Preguss: It Analyzes, It Specifies, It Verifies
- URL: http://arxiv.org/abs/2508.14532v1
- Date: Wed, 20 Aug 2025 08:40:22 GMT
- Title: Preguss: It Analyzes, It Specifies, It Verifies
- Authors: Zhongyi Wang, Tengjie Lin, Mingshuai Chen, Mingqi Yang, Haokun Li, Xiao Yi, Shengchao Qin, Jianwei Yin,
- Abstract summary: Large language models (LLMs) have recently demonstrated their potential for enhancing the degree of automation in formal verification.<n>This paper outlines Preguss - a modular, fine-grained framework for automating the generation and refinement of formal specifications.

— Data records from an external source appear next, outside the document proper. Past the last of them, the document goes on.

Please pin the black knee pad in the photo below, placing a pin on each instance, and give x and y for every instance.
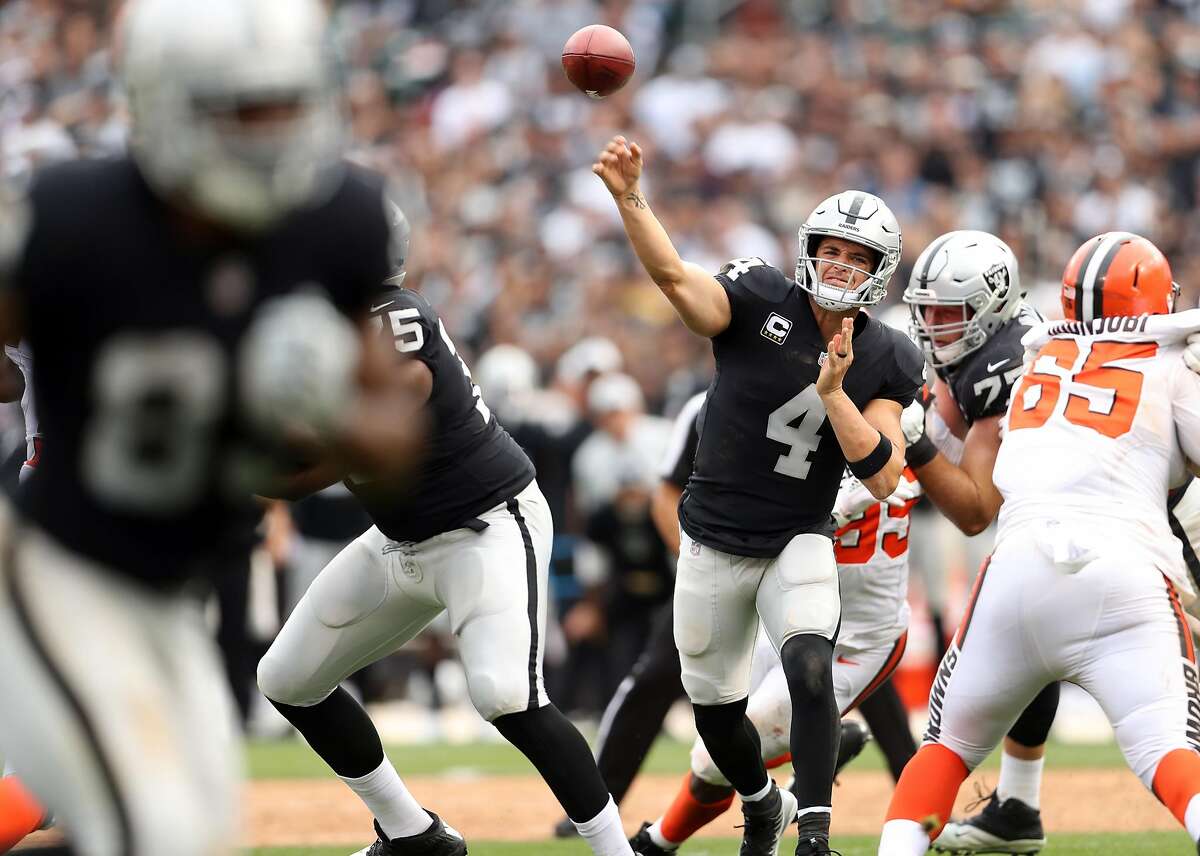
(808, 664)
(720, 718)
(1032, 728)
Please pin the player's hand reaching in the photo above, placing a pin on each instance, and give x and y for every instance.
(839, 357)
(619, 166)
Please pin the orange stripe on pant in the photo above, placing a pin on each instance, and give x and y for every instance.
(19, 813)
(927, 788)
(883, 674)
(960, 636)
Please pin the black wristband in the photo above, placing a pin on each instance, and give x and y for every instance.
(921, 453)
(874, 462)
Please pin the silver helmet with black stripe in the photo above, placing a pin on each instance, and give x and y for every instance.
(863, 219)
(975, 276)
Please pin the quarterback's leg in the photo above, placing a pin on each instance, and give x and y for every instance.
(354, 612)
(84, 688)
(985, 678)
(801, 609)
(706, 794)
(1141, 669)
(495, 587)
(715, 626)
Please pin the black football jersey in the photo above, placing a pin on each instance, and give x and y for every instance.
(684, 437)
(983, 382)
(472, 464)
(768, 465)
(136, 325)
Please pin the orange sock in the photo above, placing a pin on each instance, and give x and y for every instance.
(927, 788)
(688, 815)
(1176, 780)
(19, 813)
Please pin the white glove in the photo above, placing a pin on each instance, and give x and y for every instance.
(905, 491)
(912, 421)
(297, 366)
(853, 497)
(852, 500)
(1192, 353)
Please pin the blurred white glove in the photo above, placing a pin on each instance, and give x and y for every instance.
(853, 497)
(297, 364)
(1192, 353)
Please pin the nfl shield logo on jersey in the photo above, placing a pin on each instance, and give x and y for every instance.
(777, 328)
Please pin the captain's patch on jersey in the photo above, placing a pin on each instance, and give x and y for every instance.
(777, 328)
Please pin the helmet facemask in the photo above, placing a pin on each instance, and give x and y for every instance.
(958, 337)
(834, 295)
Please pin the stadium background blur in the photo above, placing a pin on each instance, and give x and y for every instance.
(1042, 121)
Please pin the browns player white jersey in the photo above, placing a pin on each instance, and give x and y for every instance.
(873, 568)
(1097, 430)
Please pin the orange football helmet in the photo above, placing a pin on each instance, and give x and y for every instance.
(1117, 273)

- Score: 14.717270519465218
- License: http://creativecommons.org/licenses/by-nc-nd/4.0/
- Abstract: Fully automated verification of large-scale software and hardware systems is arguably the holy grail of formal methods. Large language models (LLMs) have recently demonstrated their potential for enhancing the degree of automation in formal verification by, e.g., generating formal specifications as essential to deductive verification, yet exhibit poor scalability due to context-length limitations and, more importantly, the difficulty of inferring complex, interprocedural specifications. This paper outlines Preguss - a modular, fine-grained framework for automating the generation and refinement of formal specifications. Preguss synergizes between static analysis and deductive verification by orchestrating two components: (i) potential runtime error (RTE)-guided construction and prioritization of verification units, and (ii) LLM-aided synthesis of interprocedural specifications at the unit level. We envisage that Preguss paves a compelling path towards the automated verification of large-scale programs.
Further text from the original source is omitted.